Search code examples
amazon-web-servicesapache-sparkhadoop-yarnamazon-emr

How EMR command-runner submit jobs


How can I figure out what exactly happens after you deploy your EMR Step to cluster with master equals to local[x]?

How command-runner.jar submit job to EMR's master? If I pass "--executor-cores 4" as spark-submit argument, but at Launcher I create session with local[8] how much cores I will get for executor? How muh executors it'll create?

I failed to find this out at AWS documentation. Example:

SomeStep: 
  Type: AWS::EMR::Step
  Properties: 
    ActionOnFailure: CONTINUE
    HadoopJarStep: 
      Args: 
        - "spark-submit"
        - "--deploy-mode"
        - "cluster"
        - "--executor-cores"
        - "4"
        - "--class"
        - "com.psyquation.batch.analytic.Driver"

        {
          "Fn::Sub": "s3://some-bucker/my-app.jar"
        },
      Jar: command-runner.jar
      MainClass: com.somepackage.Launcher
    Name: SomeStep
    JobFlowId: !Ref SomeCluster

And now inside com.somepackage.Launcher:

SparkSession.Builder builder = SparkSession.builder()
    // some configs ...
    .master("local[8]")
    .getOrCreate();

Solution

  • If you set the master to “local”, it won’t create any executors at all.

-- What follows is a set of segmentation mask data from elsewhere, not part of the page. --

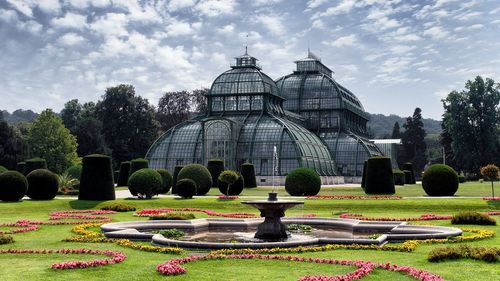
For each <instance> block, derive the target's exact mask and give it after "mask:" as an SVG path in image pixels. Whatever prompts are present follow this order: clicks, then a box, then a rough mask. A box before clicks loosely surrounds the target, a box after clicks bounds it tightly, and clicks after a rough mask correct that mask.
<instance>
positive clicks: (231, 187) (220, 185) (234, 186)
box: [218, 170, 244, 196]
mask: <svg viewBox="0 0 500 281" xmlns="http://www.w3.org/2000/svg"><path fill="white" fill-rule="evenodd" d="M225 172H232V173H235V175H236V180H235V182H234V183H232V184H231V186H229V190H228V188H227V186H228V184H227V183H226V182H224V181H221V180H220V177H221V176H222V175H223V174H224V173H225ZM218 184H219V191H220V193H222V194H224V195H228V196H230V195H232V196H234V195H240V193H241V192H242V191H243V186H244V179H243V177H242V176H241V174H240V173H238V172H236V171H231V170H227V171H223V172H222V173H221V174H220V175H219V183H218Z"/></svg>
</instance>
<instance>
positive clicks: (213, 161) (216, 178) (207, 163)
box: [207, 159, 224, 186]
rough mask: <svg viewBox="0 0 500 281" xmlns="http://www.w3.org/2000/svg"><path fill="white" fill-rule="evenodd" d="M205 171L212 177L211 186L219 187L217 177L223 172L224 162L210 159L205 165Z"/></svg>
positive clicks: (218, 183)
mask: <svg viewBox="0 0 500 281" xmlns="http://www.w3.org/2000/svg"><path fill="white" fill-rule="evenodd" d="M207 169H208V171H209V172H210V175H211V176H212V185H213V186H219V175H220V173H222V171H224V160H222V159H210V160H208V163H207Z"/></svg>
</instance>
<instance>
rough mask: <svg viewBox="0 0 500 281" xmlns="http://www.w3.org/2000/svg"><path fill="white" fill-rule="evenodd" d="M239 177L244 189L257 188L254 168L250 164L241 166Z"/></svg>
mask: <svg viewBox="0 0 500 281" xmlns="http://www.w3.org/2000/svg"><path fill="white" fill-rule="evenodd" d="M241 176H242V177H243V183H244V184H245V186H244V187H245V188H253V187H257V179H256V178H255V167H254V165H253V164H252V163H243V164H241Z"/></svg>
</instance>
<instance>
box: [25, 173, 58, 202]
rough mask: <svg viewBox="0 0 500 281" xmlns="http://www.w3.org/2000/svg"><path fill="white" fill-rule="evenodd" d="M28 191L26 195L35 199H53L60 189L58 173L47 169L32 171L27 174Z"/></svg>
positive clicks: (46, 199)
mask: <svg viewBox="0 0 500 281" xmlns="http://www.w3.org/2000/svg"><path fill="white" fill-rule="evenodd" d="M26 179H27V180H28V191H27V192H26V195H27V196H28V197H29V198H31V199H34V200H52V199H54V197H56V195H57V191H58V190H59V179H58V178H57V175H56V174H54V173H52V172H51V171H49V170H47V169H37V170H34V171H31V172H30V173H29V174H28V175H27V176H26Z"/></svg>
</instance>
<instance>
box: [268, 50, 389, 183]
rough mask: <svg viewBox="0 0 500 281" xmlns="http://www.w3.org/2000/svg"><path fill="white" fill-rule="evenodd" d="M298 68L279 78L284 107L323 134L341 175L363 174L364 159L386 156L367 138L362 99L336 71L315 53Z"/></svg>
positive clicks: (287, 110)
mask: <svg viewBox="0 0 500 281" xmlns="http://www.w3.org/2000/svg"><path fill="white" fill-rule="evenodd" d="M295 63H296V65H297V70H296V71H294V72H293V73H292V74H289V75H286V76H284V77H282V78H280V79H278V80H277V81H276V84H277V86H278V88H279V91H280V93H281V94H282V96H283V98H285V101H284V102H283V109H284V110H287V111H292V112H294V113H296V114H299V115H301V116H303V117H304V118H305V126H306V128H307V129H308V130H310V131H311V132H314V133H315V134H316V135H317V136H319V137H320V138H321V139H322V140H323V141H324V142H325V143H326V145H327V146H328V148H329V149H330V152H331V153H332V155H334V157H335V162H336V164H337V168H338V171H339V173H340V174H342V175H344V176H361V175H362V173H363V162H364V161H365V160H366V159H368V157H370V156H375V155H382V153H381V152H380V150H379V149H378V147H377V146H376V145H375V144H374V143H373V142H371V141H369V140H368V139H367V137H368V136H367V133H368V132H367V129H366V123H367V122H368V120H369V116H368V114H367V113H366V112H365V110H364V108H363V106H362V105H361V103H360V101H359V100H358V98H357V97H356V96H355V95H354V94H353V93H351V92H350V91H349V90H347V89H346V88H344V87H342V86H341V85H340V84H339V83H337V82H336V81H335V80H334V79H333V77H332V73H333V71H332V70H330V69H329V68H328V67H326V66H325V65H324V64H323V63H322V62H321V60H320V59H319V58H318V57H316V56H315V55H314V54H312V53H311V52H308V56H307V58H305V59H301V60H298V61H296V62H295Z"/></svg>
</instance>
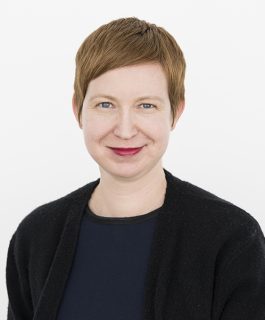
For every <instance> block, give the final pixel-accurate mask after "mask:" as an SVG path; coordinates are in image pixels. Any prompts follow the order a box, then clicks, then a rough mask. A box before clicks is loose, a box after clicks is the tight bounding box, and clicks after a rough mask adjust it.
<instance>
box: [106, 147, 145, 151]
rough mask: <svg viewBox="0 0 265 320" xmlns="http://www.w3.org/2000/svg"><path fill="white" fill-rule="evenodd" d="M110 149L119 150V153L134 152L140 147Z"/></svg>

The entire application (driver and tasks) will be run in a single JVM process on the master instance. Using “local[8]” just makes it such that this single process can run 8 tasks in parallel (in different threads).

    A master url of “local” is mainly used for (local) development/testing, not for running on a cluster. You most likely should not set the master url at all, so that it will instead use “yarn”, which is the default on EMR.